Welding program prepares students as industry faces worker shortage

BY KEVIN ABOUREZK / Lincoln Journal Star | Posted: Wednesday, September 9, 2009 12:25 am |

DESHLER – This is what Zack Bohling enjoys: Placing two pieces of metal against each other and burning them together with a welding torch.

(Erin Duerr / Lincoln Journal Star)

If you visit Deshler High School on any given weekday afternoon, you’ll likely find the senior in the metal shop, surrounded by a shower of sparks.

“I like welding and shop work and that kind of stuff,” he said. “I like everything about it.”

He likes it so much he’s considering becoming a professional welder after he graduates from high school.

“I’d like something ag or welding related,” he said.

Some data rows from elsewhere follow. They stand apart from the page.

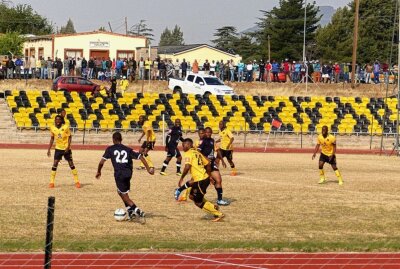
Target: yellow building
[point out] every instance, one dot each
(89, 44)
(199, 52)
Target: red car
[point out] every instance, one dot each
(73, 84)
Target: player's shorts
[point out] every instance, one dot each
(226, 153)
(173, 152)
(214, 166)
(324, 158)
(58, 154)
(199, 189)
(148, 145)
(123, 184)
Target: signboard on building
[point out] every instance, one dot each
(99, 44)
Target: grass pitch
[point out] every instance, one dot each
(276, 205)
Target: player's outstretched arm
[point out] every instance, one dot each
(149, 169)
(100, 166)
(315, 151)
(50, 145)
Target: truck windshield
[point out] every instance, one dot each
(213, 81)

A welding program started last year at Deshler and starting this year at nearby Fillmore Central High School in Geneva is giving students like Bohling the chance to gain skills necessary to becoming professional welders.


Some Quick Welding Facts:

* More than 500,000 welders are employed in the United States.

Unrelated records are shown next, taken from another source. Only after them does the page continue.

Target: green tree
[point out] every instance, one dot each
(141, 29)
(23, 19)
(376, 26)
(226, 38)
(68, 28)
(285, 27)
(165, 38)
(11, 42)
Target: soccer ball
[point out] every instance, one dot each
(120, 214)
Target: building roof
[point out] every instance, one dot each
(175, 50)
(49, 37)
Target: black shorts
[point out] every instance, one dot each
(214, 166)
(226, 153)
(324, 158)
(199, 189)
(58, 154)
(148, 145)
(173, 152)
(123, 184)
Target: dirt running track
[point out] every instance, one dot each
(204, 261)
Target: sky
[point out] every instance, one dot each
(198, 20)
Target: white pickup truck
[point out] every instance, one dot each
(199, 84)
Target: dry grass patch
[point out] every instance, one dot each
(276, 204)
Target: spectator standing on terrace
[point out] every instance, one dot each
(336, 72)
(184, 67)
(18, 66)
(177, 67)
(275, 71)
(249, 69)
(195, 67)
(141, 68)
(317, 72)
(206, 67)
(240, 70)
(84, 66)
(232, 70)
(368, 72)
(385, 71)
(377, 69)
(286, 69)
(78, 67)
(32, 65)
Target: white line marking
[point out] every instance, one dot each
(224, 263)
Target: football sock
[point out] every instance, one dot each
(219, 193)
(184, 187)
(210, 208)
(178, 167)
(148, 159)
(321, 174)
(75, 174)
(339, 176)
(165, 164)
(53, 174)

* Welding expenditures represent $34.1 billion annually – or $325 for every household.

* Nearly half of all U.S. industries report difficulties finding qualified welders – from apprentices to engineers.

* The average age of a welder is the mid-50s, with many approaching 60.

* More than half of the welding industry’s highly trained workforce is nearing retirement, creating a potential shortage of more than 200,000 skilled welders by 2010.